Should we want to bring more fields into Lisp, we need simply add slots with the right initargs to the user class.

Now we can write

(defun get-self (github)
 (json->user-instance
 (json:decode-json
 (dex:get "https://api.github.com/user"
 :headers (list (authorization-header github)
 '("Accept" . "application/vnd.github.v3+json"))
 :want-stream t))))
* (get-self (github))
#<USER Joe Marshall {1002BE7013}>
* (inspect *)
The object is a STANDARD-OBJECT of type USER.
0. NAME: "Joe Marshall"
1. LOGIN: "jrm-code-project"
2. ID: 51824598
3. NODE-ID: "MDQ6VXNlcjUxODI0NTk4"

GitHub is moving to a GraphQL API. That's easy to handle.

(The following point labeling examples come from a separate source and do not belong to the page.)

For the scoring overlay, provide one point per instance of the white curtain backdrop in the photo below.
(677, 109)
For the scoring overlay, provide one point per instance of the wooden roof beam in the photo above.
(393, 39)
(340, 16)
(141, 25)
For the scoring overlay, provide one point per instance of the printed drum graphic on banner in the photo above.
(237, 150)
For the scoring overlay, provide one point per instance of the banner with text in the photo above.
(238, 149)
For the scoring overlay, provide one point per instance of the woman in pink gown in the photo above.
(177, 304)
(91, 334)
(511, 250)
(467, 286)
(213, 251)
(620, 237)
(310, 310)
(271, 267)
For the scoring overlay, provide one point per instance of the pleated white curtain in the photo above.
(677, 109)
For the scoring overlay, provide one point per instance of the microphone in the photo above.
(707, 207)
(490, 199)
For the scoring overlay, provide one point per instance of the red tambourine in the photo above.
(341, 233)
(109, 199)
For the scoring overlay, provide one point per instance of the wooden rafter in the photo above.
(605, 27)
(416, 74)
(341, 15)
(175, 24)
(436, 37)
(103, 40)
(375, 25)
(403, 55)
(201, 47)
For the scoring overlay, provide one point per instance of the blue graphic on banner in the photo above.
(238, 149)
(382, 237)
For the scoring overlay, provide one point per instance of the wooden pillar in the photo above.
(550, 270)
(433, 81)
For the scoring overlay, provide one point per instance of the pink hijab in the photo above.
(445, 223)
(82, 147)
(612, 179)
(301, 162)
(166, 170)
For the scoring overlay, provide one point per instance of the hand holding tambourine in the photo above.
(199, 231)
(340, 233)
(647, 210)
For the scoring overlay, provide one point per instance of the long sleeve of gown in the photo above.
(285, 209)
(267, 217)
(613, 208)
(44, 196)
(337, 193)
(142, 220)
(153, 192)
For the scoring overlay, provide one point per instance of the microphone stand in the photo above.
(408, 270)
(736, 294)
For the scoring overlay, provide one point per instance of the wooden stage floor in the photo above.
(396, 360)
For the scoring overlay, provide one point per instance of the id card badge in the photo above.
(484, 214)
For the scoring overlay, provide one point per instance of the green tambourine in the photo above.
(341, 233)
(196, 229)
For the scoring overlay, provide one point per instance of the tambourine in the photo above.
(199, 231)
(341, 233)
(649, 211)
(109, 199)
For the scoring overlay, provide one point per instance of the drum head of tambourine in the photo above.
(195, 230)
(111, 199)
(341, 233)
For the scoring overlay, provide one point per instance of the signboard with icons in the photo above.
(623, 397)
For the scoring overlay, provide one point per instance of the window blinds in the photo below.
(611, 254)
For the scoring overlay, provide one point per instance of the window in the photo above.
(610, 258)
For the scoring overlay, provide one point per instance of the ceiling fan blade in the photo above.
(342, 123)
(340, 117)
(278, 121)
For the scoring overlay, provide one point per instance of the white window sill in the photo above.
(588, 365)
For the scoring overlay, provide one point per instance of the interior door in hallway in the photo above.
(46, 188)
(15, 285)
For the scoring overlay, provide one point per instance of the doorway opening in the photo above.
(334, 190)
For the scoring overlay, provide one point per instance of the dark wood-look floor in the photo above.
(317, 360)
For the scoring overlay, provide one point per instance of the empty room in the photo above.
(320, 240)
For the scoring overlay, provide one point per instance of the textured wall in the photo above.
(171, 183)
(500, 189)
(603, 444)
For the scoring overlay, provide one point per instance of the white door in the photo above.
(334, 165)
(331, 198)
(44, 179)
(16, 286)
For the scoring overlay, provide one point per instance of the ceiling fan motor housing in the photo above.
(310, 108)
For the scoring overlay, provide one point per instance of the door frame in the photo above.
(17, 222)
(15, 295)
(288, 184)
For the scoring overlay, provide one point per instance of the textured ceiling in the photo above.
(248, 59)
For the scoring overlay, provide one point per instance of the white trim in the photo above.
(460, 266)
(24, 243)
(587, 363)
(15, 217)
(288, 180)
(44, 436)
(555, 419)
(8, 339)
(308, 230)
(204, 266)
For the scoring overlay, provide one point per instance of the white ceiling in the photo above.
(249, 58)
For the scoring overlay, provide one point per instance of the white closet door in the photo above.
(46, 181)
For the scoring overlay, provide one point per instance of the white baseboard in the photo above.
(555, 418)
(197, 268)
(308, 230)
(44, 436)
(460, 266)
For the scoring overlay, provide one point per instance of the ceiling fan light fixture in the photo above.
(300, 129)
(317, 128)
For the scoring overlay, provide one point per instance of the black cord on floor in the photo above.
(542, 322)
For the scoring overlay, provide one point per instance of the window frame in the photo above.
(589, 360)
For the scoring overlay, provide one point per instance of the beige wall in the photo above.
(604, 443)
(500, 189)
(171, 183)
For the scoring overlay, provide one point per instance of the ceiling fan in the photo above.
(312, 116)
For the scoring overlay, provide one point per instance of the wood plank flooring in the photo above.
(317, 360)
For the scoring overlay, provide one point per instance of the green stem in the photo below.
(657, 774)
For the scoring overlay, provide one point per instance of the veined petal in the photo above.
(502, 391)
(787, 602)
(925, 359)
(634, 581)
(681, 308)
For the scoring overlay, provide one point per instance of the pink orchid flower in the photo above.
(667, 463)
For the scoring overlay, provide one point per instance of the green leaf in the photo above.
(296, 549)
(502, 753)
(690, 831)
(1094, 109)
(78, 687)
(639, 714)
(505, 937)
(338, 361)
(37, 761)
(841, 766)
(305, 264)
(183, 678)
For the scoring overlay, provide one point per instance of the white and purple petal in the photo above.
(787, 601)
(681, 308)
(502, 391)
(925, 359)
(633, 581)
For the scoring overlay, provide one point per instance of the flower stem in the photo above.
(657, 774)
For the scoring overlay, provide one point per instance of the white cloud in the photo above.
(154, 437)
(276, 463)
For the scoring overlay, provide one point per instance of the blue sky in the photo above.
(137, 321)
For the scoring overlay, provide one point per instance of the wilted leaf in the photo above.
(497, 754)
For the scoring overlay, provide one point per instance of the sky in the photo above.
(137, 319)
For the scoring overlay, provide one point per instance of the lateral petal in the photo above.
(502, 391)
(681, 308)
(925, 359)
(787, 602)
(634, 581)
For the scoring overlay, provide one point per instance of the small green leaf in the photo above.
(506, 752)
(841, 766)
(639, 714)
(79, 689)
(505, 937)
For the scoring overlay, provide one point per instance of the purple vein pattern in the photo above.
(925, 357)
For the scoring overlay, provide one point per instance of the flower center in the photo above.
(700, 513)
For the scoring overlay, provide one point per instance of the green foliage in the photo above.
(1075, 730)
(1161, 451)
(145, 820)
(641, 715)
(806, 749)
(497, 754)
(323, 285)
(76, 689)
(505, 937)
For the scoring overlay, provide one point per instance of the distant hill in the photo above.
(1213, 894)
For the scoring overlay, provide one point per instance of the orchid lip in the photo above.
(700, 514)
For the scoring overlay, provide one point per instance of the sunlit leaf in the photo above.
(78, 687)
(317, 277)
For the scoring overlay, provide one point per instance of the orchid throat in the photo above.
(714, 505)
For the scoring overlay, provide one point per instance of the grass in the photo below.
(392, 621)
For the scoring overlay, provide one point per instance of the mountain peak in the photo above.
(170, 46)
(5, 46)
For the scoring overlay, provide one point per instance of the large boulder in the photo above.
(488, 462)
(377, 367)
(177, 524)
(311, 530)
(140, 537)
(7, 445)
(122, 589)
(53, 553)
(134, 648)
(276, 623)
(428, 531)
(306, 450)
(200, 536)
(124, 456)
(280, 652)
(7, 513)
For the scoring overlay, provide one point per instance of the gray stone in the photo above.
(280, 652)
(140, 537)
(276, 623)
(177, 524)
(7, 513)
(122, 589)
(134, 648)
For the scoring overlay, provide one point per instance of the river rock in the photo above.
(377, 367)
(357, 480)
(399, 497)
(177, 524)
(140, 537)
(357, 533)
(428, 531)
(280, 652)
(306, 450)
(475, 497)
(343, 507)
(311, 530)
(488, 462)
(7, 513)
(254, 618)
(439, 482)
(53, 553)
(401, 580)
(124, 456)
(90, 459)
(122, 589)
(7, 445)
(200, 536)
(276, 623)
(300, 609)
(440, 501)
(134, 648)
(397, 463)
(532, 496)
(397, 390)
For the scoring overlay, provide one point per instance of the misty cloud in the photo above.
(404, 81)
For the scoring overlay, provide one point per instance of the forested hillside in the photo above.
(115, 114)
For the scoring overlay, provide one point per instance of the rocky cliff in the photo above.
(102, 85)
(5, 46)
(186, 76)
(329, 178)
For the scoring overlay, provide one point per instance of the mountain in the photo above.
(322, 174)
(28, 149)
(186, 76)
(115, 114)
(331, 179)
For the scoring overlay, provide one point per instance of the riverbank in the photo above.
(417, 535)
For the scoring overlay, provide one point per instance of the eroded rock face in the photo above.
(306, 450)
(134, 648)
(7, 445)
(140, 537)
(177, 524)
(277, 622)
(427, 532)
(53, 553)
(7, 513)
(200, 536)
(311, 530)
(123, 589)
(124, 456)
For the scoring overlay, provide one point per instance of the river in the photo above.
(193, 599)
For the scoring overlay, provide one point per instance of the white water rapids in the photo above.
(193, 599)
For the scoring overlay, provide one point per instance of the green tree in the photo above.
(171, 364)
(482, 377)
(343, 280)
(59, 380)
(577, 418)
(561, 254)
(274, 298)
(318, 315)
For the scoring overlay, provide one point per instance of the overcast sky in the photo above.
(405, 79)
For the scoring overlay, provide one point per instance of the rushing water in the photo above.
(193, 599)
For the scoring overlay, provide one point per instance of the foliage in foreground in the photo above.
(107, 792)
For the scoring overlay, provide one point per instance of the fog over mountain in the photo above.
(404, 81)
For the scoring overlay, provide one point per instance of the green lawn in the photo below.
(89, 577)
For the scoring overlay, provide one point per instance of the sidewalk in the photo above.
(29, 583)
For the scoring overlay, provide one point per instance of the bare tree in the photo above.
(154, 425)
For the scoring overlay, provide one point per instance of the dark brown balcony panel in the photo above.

(defun graphql-query (github query &rest variables)
 (let ((content (json:encode-json-to-string
 `((query . ,query)
 (variables . ,(plist->alist variables))))))
 (let* ((json (json:decode-json
 (dex:post "https://api.github.com/graphql"
 :headers (list (authorization-header github)
 '("Accept" . "application/vnd.github.v3+json")
 '("Content-Type" . "application/json"))
 :content content
 :want-stream t)))
 (errors (cdr (assoc :errors json))))
 (when errors
 (let ((first-error (car errors)))
 (error (cdr (assoc :message first-error)))))
 (cdr (assoc :data json)))))
(defparameter +get-user-by-login-query+
 "query ($login: String!) {
 user (login: $login) {
 databaseId
 login
 name
 }
 }")
 
* (graphql-query (github) +get-user-by-login-query+ :login "jrm-code-project")
((:USER (:DATABASE-ID . 51824598) (:LOGIN . "jrm-code-project")
 (:NAME . "Joe Marshall")))

And you can use the above technique to turn this JSON into a CLOS instance.

At this point we're cooking. We can call GitHub from Common Lisp and get CLOS objects in return. Of course we need more calls other than get-user, but it's more of the same. With this layer as our basis, it is straightforward to script GitHub.